While particular forms of international inspections have been the subject of research, the concept as such remains under-researched and elusive. The 2018 Centre for Research and Studies of The Hague Academy of International Law aims to fill the existing gap by bringing together researchers embarking on a cross-cutting analysis of international inspections. Proceeding from examples in particular fields, the overarching aim of the analysis is
- to enhance our understanding of the concept of international inspections by distilling, in a comparative analysis, common features and differences of inspection regimes;
- identify and classify their key functions;
- assess the potential and limits of inspections; and
- identify best practices of designing and implementing inspection procedures.
- To what extent are international inspections distinct from inquiries or related forms of exercising international control over State conduct? What is the link between inspections on the one hand, and concepts such as ‘guarantees’ or ‘fact-finding’ on the other?
- What are commonalities, what are differences between the different forms of inspections recognised in international regimes? Is there a common core to the concept of inspections, and if so, what does it consist of?
- What lessons, if any, can be learned from the actual practice of inspections in different areas of international law? Have ‘best practices’ emerged, and should they be recorded?
- What is the role of individuals and NGOs in the framework of international inspections?
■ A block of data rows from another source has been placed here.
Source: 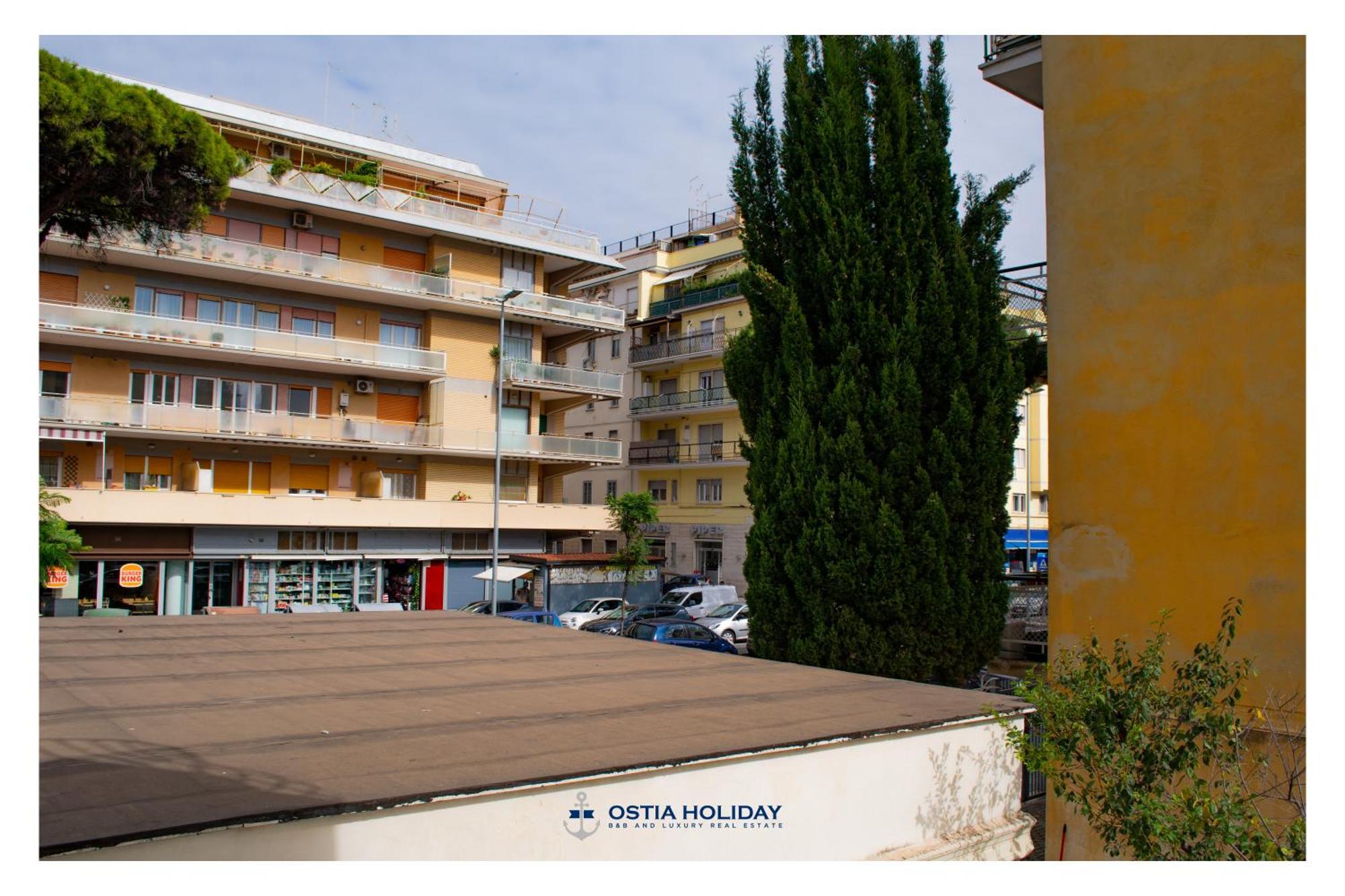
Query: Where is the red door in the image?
[424,560,444,610]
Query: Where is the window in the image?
[42,370,70,397]
[130,370,178,405]
[453,532,491,553]
[136,286,182,317]
[191,376,215,407]
[289,386,313,417]
[378,320,420,348]
[38,455,61,489]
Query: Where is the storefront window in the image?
[100,560,159,616]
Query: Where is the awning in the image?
[654,265,710,286]
[472,564,533,581]
[1005,529,1050,551]
[38,426,104,441]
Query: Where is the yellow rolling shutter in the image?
[214,460,247,495]
[289,464,328,491]
[38,270,79,305]
[378,391,420,422]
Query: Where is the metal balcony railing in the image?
[631,329,737,364]
[631,386,733,414]
[38,301,444,374]
[47,233,625,329]
[39,395,621,462]
[650,282,741,317]
[233,159,599,253]
[504,358,621,395]
[603,207,738,255]
[627,440,742,466]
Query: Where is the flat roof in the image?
[39,612,1024,854]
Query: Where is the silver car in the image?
[697,604,748,647]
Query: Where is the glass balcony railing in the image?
[39,395,621,462]
[504,358,621,395]
[631,386,733,414]
[234,160,600,254]
[38,301,445,374]
[59,233,625,329]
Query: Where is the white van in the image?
[659,585,738,619]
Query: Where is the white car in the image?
[561,598,621,628]
[697,604,748,647]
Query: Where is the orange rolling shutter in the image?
[38,270,79,305]
[213,460,247,495]
[289,464,328,491]
[383,246,425,270]
[378,391,420,422]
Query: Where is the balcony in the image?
[504,355,621,399]
[40,395,621,464]
[631,329,737,368]
[38,301,445,380]
[981,34,1044,109]
[650,282,742,317]
[43,233,625,335]
[230,160,605,262]
[627,440,746,467]
[631,386,738,417]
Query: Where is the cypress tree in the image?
[725,36,1028,684]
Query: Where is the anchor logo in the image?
[565,791,597,840]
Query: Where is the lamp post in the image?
[491,289,523,616]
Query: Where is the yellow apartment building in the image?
[554,208,752,594]
[981,35,1306,858]
[38,68,625,615]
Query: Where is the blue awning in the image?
[1005,528,1050,551]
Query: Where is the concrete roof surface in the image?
[39,612,1024,854]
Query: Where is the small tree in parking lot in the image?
[607,491,659,633]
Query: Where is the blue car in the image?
[499,610,565,628]
[625,619,738,655]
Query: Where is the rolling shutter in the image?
[289,464,328,491]
[378,391,420,422]
[383,246,425,270]
[214,460,247,495]
[38,270,79,305]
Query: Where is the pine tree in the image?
[725,36,1028,684]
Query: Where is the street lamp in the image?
[491,289,523,616]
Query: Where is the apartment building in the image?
[554,208,752,591]
[981,35,1306,858]
[39,71,625,615]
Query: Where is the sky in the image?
[40,35,1046,265]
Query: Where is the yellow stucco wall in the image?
[1042,36,1306,858]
- Is there a tension between the powers of international inspectors and the sovereignty of States, and if so, how can the two be accommodated?
- How are international inspections regulated, and to what extent does international law restrict the powers of inspectors (e.g. with respect to human rights, to rules governing the conduct of inspections, and/or the protection of confidentiality)?
- What is the nature of powers enjoyed by international inspectors? Do they enjoy proper authority, or are they merely instruments of verification?
- What is the role of sanctions in relation to international inspections? Are inspections a substitute for, or subsidiary to, international sanctions? Do they complement sanctions? Or are they a (necessary) first step before sanctions are imposed?
- What are the legal consequences of inspections? Can they result in accountability or responsibility? Could they dilute the regime of responsibility?
- Are inspections effective? Are they efficient?
- What is the probative value of information obtained through inspections?